Clive Dutton, Exec. Director of Regeneration at Newham, showed us the masterplan of the area, which demonstrated both the level of ambition and the physical scale of regeneration involved – the Royals are thirteen miles of river and dock water frontage. As of 1 April, the area became an Enterprise Zone, and it is hoped that the high speed broadband functionality of the area will attract a host of sustainable businesses. The area is also benefiting from Crossrail – going east from Canary Wharf, there will be three new stations in the area at Victoria Dock, Custom House and Connaught Tunnel.
We started the tour at Connaught Bridge, which gives good views over the dock, a good way to put the masterplan we had perused into reality. From this vantage point, we could see the Cable Car, the new crossing between Newham and Greenwich that is set to open in the summer. We also caught a glimpse of the Siemens Crystal, a landmark building that will house a public sustainable technologies exhibition and conference centre.
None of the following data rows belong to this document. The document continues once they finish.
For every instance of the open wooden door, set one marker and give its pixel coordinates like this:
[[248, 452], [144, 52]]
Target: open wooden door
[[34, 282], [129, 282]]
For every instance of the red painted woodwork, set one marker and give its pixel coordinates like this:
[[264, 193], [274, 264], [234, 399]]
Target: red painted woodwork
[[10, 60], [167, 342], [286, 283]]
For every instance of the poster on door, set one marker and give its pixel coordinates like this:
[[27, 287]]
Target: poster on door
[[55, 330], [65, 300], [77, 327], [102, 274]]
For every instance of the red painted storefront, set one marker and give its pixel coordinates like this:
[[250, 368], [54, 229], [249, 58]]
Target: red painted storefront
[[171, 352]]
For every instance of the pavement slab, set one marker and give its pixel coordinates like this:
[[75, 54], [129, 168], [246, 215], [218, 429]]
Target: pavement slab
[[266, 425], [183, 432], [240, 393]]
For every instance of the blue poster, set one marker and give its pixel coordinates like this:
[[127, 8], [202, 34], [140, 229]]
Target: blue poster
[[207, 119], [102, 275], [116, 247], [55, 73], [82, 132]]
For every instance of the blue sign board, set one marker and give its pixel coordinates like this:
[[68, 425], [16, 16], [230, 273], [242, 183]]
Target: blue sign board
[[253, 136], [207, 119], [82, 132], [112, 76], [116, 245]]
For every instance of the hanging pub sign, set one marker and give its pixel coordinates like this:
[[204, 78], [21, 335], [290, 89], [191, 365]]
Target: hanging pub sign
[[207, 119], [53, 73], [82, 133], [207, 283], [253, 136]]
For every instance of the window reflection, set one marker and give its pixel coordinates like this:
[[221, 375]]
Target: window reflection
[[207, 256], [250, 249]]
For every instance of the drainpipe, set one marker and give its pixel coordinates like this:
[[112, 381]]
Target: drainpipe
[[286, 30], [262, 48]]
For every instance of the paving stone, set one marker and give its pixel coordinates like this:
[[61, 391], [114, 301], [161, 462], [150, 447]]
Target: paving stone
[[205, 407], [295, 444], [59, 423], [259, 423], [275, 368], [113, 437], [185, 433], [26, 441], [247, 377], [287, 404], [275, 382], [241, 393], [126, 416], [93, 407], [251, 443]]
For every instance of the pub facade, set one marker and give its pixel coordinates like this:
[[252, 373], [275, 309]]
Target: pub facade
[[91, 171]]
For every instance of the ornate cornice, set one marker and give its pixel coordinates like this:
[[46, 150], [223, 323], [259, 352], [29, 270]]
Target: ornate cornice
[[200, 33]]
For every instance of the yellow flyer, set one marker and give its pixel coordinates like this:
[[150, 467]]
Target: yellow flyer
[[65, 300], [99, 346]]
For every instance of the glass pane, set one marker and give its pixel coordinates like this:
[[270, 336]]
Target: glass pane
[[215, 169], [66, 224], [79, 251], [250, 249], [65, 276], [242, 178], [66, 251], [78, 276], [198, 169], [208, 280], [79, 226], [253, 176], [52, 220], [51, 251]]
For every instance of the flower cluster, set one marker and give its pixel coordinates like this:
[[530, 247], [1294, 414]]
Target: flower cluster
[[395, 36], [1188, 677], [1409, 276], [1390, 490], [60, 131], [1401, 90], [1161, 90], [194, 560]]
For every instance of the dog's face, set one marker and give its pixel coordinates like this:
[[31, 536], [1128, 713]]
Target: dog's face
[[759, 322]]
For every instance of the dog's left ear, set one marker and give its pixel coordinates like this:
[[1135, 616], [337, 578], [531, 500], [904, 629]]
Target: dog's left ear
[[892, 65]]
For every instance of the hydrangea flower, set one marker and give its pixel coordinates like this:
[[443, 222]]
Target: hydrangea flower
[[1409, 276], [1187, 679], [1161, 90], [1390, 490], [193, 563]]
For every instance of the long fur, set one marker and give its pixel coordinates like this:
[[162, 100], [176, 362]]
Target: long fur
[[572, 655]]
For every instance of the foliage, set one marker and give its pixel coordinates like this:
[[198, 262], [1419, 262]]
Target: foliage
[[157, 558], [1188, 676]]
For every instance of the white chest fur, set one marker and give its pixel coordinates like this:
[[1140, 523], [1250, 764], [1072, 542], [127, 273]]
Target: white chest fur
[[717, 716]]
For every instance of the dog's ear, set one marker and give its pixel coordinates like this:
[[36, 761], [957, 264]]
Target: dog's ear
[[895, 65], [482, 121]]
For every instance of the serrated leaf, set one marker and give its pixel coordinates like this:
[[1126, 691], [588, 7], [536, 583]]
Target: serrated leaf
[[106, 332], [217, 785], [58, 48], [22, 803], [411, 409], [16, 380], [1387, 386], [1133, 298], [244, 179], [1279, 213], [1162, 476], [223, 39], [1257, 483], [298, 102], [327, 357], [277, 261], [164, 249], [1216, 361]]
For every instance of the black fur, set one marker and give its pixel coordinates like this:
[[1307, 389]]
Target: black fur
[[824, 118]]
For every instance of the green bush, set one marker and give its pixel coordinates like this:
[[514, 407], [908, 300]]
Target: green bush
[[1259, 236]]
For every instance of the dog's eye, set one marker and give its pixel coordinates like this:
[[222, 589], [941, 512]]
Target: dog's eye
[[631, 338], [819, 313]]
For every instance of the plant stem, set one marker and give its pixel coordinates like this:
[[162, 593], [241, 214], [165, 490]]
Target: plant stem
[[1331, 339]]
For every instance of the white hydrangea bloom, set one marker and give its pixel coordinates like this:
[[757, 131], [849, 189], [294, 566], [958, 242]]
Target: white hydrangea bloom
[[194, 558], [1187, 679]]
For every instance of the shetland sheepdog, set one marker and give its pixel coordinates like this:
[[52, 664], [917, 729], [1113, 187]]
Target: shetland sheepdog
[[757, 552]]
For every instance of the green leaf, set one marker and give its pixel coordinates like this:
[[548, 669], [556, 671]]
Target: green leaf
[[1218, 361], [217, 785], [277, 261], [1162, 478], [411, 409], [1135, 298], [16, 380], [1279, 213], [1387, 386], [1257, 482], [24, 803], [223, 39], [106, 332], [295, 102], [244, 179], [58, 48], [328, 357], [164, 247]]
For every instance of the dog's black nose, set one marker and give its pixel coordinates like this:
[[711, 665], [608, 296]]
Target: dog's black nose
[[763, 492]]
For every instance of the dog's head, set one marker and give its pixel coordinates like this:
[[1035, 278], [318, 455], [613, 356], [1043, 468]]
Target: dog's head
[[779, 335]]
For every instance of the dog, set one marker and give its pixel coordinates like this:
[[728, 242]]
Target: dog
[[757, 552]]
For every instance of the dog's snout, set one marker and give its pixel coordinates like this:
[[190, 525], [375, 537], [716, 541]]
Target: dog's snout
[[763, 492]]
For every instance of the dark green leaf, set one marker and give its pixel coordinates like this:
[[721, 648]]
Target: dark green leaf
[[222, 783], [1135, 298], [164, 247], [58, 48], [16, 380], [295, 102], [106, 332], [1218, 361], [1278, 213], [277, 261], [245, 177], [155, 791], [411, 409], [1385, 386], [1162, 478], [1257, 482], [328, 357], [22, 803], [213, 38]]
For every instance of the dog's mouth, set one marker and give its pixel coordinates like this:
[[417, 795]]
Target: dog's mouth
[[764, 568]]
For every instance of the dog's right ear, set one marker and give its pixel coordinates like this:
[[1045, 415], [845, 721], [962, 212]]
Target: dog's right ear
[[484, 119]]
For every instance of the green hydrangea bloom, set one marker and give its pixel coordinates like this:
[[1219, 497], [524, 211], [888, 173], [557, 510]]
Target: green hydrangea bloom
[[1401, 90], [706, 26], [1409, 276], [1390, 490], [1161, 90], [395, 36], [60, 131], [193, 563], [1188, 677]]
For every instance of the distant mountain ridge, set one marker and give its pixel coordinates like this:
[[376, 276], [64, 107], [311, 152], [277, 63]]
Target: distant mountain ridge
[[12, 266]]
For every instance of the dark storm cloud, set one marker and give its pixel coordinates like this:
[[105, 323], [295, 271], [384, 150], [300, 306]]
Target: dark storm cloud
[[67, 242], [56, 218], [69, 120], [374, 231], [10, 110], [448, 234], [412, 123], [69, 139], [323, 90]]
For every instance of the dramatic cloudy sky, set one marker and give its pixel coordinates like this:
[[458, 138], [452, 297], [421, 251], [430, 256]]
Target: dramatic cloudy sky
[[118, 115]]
From there we headed south to Pontoon Dock, due to be the heart of the Enterprise Zone. The Thames Barrier Park can be found here, as well as a Barratt housing development from 2001 with a surprisingly vintage seaside feel. Another Barratt development promising 780 new homes, of which 35% will be affordable, is currently under construction.
This is also the vicinity of the London Pleasure Gardens, one of four Meanwhile Use sites that will animate the area before the businesses move in. The Pleasure Gardens will be a multi-faceted leisure and entertainments complex with a programme of events beginning in June. The 24-hour licence alone is sure to attract a new crowd to the area, as will its proximity to the Olympic Park.
There are still a few questions around walkability – an enormous challenge for an area built for cargo. But there are enough elements of this project to attract all kinds of new people, whether for business, residence or entertainment. Hopefully many of them will be attracted to its geographical peculiarities, and remain long enough to create a vibrant new part of east London.